Whatley, who was from Cass County in East Texas, was stationed in Van Horn and graduated from the game warden academy in 2007. He is survived by his wife, Kelly, and two sons: Sam, 14, and Seth, 13.

"Our deepest condolences are extended to the Whatley family in this untimely and tragic incident," said Carter Smith, TPWD executive director. "We will do all we can to support the family through their grief."
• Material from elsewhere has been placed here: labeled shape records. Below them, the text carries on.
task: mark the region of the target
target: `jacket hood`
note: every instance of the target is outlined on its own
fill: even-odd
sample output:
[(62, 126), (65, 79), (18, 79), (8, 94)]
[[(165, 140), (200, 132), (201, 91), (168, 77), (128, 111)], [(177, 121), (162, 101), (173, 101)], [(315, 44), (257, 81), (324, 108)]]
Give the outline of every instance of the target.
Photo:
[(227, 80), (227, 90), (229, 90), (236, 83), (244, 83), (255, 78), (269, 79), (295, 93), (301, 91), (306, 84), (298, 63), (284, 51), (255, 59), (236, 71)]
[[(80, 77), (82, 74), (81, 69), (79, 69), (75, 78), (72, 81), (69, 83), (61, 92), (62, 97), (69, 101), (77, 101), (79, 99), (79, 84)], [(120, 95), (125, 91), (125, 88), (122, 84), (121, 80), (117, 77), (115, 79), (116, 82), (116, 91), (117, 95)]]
An autopsy was performed this morning in Lubbock. As in all other cases involving the death of an employee while on duty, an internal TPWD investigation is underway. A funeral is being planned for East Texas next week and details will be announced as they are available.


----------



## FISHNNUTT (Oct 27, 2007)

Prayers for the family and co-workers !!!

REST IN PEACE
Texas Game Warden George Whatley !! God Bless


----------



## BigPig069 (May 20, 2006)

Prayers from our family to theres and all Law Enforcement Officers, they are the real front line HEROS. REST IN PEACE-Texas Game Warden-George Whatley!


----------



## great white fisherman (Jun 24, 2008)

May the Lord bless this mans family for all that he has done to try and protect the animals that have no protection. I hope there is a special place for him!


----------



## Hooked Up (May 23, 2004)

Prayers going out for Warden Whatley. Guy


----------



## V-Bottom (Jun 16, 2007)

From Our Family to his..prayers sent..Ed (TDCJ)


----------



## fishtails75 (Jul 27, 2008)

thanks for everything you did for our hunting and fishing,my families prayers to yours.god bless


----------



## Shallow Sport68 (Oct 14, 2008)

Prayers sent........


----------



## spotsndots (May 20, 2005)

prayers sent


----------



## reel lax (Apr 26, 2005)

Prayers sent...RIP


----------